On Monday, it announced that the David Geffen Foundation has given AMPAS its single largest gift, $25 million, and that the theater in the museum would be named the David Geffen Theater.
The press release announcing the naming added that the project would restore the original Streamline Moderne façade of the building, which was built in 1939 and spent most of its life as a department store before being taken over by the Los Angeles County Museum of Art in 1994.
And it mentioned a "spherical wing" that would house the theater at the north end of the building.
"Designed to represent the marriage of art and technology, the wing ... will be a spectacular new piece of contemporary architecture that will perfectly complement the historic building," the release said.
And now we know that the wing may also represent the battle between the Empire and the Rebel Alliance, because on Thursday @TheAcademy tweeted a photo of an artist's model of the project, which is being designed by architects Renzo Piano and Zoltan Pali.
"This is what our upcoming Academy museum is going to look like," read the tweet. "Only bigger.
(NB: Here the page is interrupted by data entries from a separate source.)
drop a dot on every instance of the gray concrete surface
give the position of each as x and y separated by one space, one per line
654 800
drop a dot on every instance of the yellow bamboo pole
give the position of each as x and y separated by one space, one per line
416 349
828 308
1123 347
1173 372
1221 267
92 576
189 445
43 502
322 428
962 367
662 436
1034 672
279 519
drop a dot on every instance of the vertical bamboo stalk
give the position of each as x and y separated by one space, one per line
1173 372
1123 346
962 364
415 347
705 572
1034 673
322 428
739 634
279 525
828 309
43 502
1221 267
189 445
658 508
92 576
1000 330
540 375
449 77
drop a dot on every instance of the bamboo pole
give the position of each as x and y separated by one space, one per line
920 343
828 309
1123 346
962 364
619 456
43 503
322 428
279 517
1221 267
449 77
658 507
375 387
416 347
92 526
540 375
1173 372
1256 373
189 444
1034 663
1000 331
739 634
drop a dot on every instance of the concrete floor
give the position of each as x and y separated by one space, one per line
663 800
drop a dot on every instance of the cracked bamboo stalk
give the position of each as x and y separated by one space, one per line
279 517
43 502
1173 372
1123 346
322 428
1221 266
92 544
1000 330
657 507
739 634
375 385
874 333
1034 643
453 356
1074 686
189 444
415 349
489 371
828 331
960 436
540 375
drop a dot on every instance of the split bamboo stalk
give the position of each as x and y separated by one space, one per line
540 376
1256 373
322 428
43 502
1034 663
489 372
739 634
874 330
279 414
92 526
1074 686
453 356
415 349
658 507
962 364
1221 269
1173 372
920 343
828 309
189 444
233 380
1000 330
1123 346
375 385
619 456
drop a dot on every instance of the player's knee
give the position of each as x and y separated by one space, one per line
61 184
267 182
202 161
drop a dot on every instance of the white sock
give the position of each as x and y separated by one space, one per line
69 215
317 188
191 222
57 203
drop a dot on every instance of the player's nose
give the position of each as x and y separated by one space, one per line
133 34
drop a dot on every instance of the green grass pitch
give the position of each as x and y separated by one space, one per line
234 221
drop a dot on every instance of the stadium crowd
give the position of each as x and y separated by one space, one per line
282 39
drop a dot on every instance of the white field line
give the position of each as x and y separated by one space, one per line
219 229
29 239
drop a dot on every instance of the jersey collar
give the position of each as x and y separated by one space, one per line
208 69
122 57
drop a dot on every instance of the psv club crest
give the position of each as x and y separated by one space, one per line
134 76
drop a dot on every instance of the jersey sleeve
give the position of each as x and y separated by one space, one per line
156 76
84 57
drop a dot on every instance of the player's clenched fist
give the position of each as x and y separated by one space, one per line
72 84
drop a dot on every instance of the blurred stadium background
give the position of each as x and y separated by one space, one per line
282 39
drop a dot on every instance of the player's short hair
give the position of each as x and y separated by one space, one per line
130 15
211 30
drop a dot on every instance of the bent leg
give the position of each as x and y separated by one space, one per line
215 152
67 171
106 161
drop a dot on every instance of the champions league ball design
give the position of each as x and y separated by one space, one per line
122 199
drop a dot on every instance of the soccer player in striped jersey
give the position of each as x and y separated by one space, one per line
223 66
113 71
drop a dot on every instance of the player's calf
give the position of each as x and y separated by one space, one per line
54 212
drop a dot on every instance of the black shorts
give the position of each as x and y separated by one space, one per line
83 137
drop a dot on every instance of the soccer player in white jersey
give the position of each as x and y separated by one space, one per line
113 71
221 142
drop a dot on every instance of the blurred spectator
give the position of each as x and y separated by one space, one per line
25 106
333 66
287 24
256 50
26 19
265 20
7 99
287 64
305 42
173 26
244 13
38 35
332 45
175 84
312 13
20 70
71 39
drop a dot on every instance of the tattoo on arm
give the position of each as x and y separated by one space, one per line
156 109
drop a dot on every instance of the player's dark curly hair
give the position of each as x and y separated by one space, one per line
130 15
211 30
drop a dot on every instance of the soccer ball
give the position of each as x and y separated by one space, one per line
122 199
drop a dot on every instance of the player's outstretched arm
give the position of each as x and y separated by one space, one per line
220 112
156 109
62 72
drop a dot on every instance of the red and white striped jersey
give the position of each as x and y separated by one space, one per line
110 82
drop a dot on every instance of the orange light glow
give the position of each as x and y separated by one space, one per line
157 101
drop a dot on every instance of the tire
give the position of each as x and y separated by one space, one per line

Much bigger."
The photo, above, features the existing building, including its distinctive rounded column at the corner of Wilshire Blvd. and Fairfax Ave. in Los Angeles -- along with a rounded dome that carries unmistakable echoes of the purposely incomplete Death Star from the third "Star Wars" movie, "The Return of the Jedi."
More details were provided to a group of donors at a stakeholder meeting last week. We're probably jumping to conclusions to think that those donors were let in on a secret plan to use the building's death ray to zap the Golden Globes out of existence.